Emergono nuovi dettagli circa la vicenda di un ragazzo che si è ucciso a causa del bullismo.
Unimamme, oggi vi parliamo di una storia che forse avrebbe potuto avere un esito diverso.
Protagonista di questa vicenda è un ragazzo che si chiamava Michele Ruffino e che purtroppo è morto suicida quando aveva solo 17 anni, dopo essere stato perseguitato a lungo dai bulli.
Michele aveva iniziato ad avere problemi di salute quando era piccolo, gli era stata diagnosticata una ipotonia agli arti superiori e inferiori a causa della somministrazione di un vaccino scaduto. Nonostante queste difficoltà iniziali Michele era un ragazzino determinato che aveva imparato a gestire la sua situazione.
I suoi coetanei però lo prendevano sempre di mira, lo bullizzavano costantemente. Lo chiamavano handicappato e quando era l’ora di educazione fisica gli sputavano addosso. Michele soffriva per questa situazione, ma non voleva impensierire i suoi genitori e quindi non si confidava con loro.
Il ragazzo era molto bravo con le cose manuali e aveva una grande passione per la pasticceria, i suoi compagni di classe però usavano anche questo contro di lui, gli dicevano: “sei gay”, “devi morire”. In famiglia i genitori gli suggerivano di non dare importanza a questi insulti, così si è arrivati al 23 febbraio del 2018.
Dopo pranzo l’adolescente è uscito per una passeggiata, dopo un’ora, non vedendolo ritornare la madre, preoccupata, l’ha chiamato. Lui le ha risposto che sarebbe tornato a breve, ma non è stato così, il ragazzo si era buttato giù da un ponte.
Prima di suicidarsi però Michele aveva consegnato una lettera di addio a un amico, che l’ha poi fatta avere a una ragazza che a sua volta l’ha resa nota ai coetanei. Nella lettera Michele esplicitava il suo desiderio di togliersi la vita. “Ti voglio un bene dell’anima, ma è arrivato il momento di dirti addio, spero che non mi dimenticherai facilmente anche perché quando ti arriverà questa lettera, io non ci sarò più” scriveva Michele.

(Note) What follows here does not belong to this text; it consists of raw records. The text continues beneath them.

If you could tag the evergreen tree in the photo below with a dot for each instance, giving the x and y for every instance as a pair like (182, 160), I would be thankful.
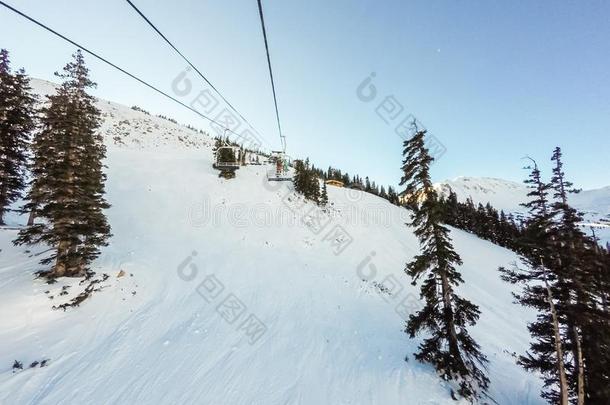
(324, 195)
(445, 316)
(17, 113)
(576, 269)
(547, 354)
(68, 182)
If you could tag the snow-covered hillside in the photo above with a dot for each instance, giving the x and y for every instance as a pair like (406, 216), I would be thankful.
(237, 292)
(508, 195)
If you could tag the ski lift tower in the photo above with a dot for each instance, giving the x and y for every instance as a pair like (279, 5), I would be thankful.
(227, 160)
(279, 170)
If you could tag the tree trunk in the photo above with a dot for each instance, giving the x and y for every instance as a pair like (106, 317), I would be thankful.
(449, 321)
(61, 264)
(580, 369)
(563, 384)
(2, 210)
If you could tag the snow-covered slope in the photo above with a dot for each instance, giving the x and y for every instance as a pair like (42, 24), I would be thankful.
(508, 195)
(202, 255)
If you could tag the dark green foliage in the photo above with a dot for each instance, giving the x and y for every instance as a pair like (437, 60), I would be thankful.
(306, 181)
(445, 316)
(558, 254)
(485, 222)
(17, 121)
(67, 190)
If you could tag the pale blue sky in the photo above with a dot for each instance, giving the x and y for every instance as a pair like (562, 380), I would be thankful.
(493, 81)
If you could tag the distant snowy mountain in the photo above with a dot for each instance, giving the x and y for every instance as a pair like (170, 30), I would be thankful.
(236, 292)
(507, 195)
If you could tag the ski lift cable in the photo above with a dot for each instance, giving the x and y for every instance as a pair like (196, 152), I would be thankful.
(191, 65)
(106, 61)
(277, 114)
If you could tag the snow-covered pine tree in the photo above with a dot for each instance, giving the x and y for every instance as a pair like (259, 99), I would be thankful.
(68, 182)
(445, 316)
(577, 274)
(324, 195)
(547, 354)
(17, 121)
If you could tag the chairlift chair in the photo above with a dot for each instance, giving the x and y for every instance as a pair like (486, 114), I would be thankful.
(227, 160)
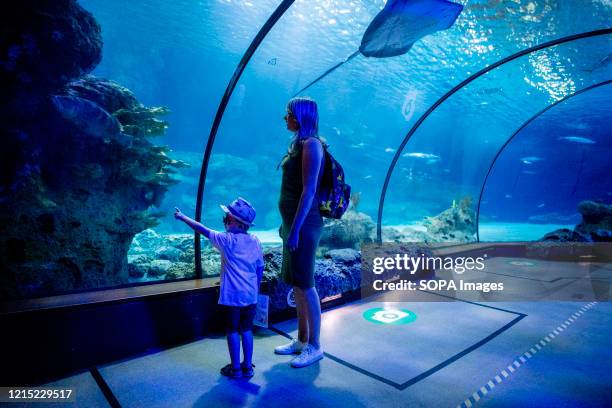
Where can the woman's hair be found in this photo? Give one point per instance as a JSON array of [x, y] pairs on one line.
[[305, 112]]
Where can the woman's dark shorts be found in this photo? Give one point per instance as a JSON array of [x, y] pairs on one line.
[[239, 318]]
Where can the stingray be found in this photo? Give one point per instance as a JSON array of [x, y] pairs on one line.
[[398, 26]]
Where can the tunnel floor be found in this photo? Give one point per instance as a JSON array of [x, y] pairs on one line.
[[447, 354]]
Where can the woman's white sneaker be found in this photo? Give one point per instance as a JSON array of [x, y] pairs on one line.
[[309, 355], [294, 347]]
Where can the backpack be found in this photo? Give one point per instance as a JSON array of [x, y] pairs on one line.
[[334, 194]]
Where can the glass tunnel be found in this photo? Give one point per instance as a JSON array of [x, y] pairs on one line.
[[367, 107], [474, 135]]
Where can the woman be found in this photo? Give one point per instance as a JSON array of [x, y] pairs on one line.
[[302, 226]]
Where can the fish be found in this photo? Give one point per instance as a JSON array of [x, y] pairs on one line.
[[577, 126], [577, 139], [419, 155], [409, 105], [530, 159], [397, 27]]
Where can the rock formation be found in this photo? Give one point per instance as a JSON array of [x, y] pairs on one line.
[[78, 174], [595, 226]]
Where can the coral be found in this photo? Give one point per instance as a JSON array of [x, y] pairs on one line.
[[455, 224], [350, 231], [338, 272], [596, 225], [77, 176]]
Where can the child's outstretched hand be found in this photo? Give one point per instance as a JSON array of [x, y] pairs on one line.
[[178, 214]]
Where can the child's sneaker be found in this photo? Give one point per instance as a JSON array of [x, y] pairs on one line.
[[308, 356], [247, 372], [294, 347], [231, 372]]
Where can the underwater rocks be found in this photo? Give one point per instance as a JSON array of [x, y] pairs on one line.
[[336, 273], [564, 235], [46, 44], [350, 231], [596, 220], [153, 256], [596, 225], [77, 175], [456, 224]]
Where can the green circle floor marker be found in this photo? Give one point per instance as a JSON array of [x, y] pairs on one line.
[[381, 315]]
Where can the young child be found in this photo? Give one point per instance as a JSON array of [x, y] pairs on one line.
[[241, 272]]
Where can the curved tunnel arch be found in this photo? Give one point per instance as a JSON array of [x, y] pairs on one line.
[[272, 20], [459, 86], [523, 126]]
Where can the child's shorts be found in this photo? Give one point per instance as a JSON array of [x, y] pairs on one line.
[[239, 318]]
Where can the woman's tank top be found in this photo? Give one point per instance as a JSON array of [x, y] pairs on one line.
[[291, 184]]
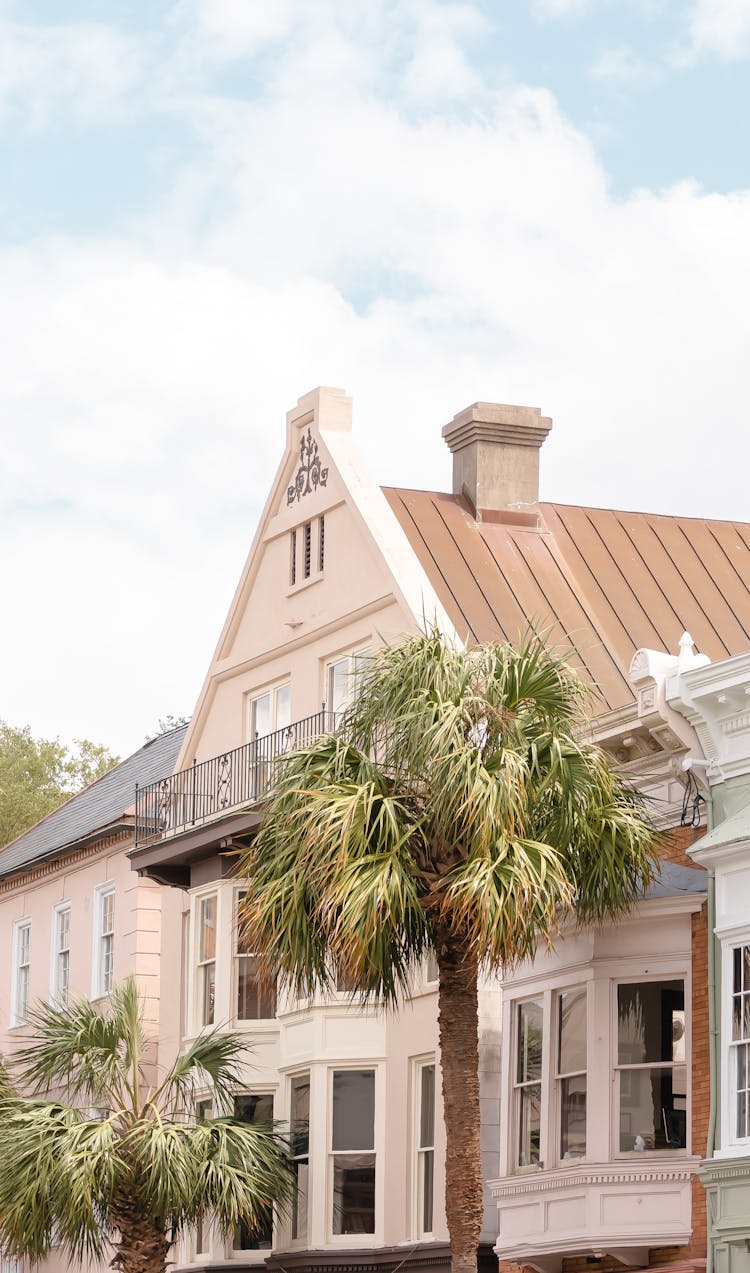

Nessuno dei ragazzi ha però provato a fermare Michele o allertare i genitori o avvisare gli insegnanti. Da un audio diffuso da Chi l’ha visto emerge la consapevolezza dei ragazzi. “Molto probabilmente faranno delle indagini e quindi quella lettera di cui sappiamo, è come se non esistesse, non deve esistere perché se scoprono, cioè se scoprono, che avevamo quella lettera ci possiamo andare nei ca**i, perché sarebbe omissione di soccorso, perché noi potevamo saperlo e quindi potevamo fermarlo. Fatevi i ca**i vostri. Ve l’ho spiegato in maniera tranquilla, adesso ve lo dico: fatevi i ca**i vostri.”
Persino al funerale di Michele i bulli hanno avuto il coraggio di mancargli di rispetto, vedendo una sua foto un ragazzo ha esclamato: “ma questo in foto non è Michele, lui era storpio, è meglio in foto che da vivo”. Per questa frase i genitori di Michele hanno provato a sporgere una querela che è stata però rigettata dal magistrato. I genitori hanno sporto denuncia anche per la morte di Michele, ritenendo che il figlio sia stato portato al suicidio a causa dei continui atti di bullismo.
Dopo tre anni i genitori di Michele, sono ancora in attesa di scoprire la verità. Loro vorrebbero che i bulli fossero rieducati, magari con i servizi sociali. “Finché avrò vita non mi fermerò. Chi conosceva mio figlio sapeva che era umile, gentile, aveva tanta voglia di vivere nonostante avesse passato tutta la vita a combattere con la malattia” aggiunge Maria Cantabrone Raso, la mamma di Michele su Fanpage.
Nel nome del figlio la famiglia di Michele ha fondato l’associazione Miky Boys, con lo scopo di sensibilizzare alla lotta al bullismo. “Andiamo nelle scuole a parlare ai ragazzi. Loro ascoltano, capiscono, sono la nostra speranza“ racconta la mamma del ragazzo che ha cercato di dare un senso alla perdita subita.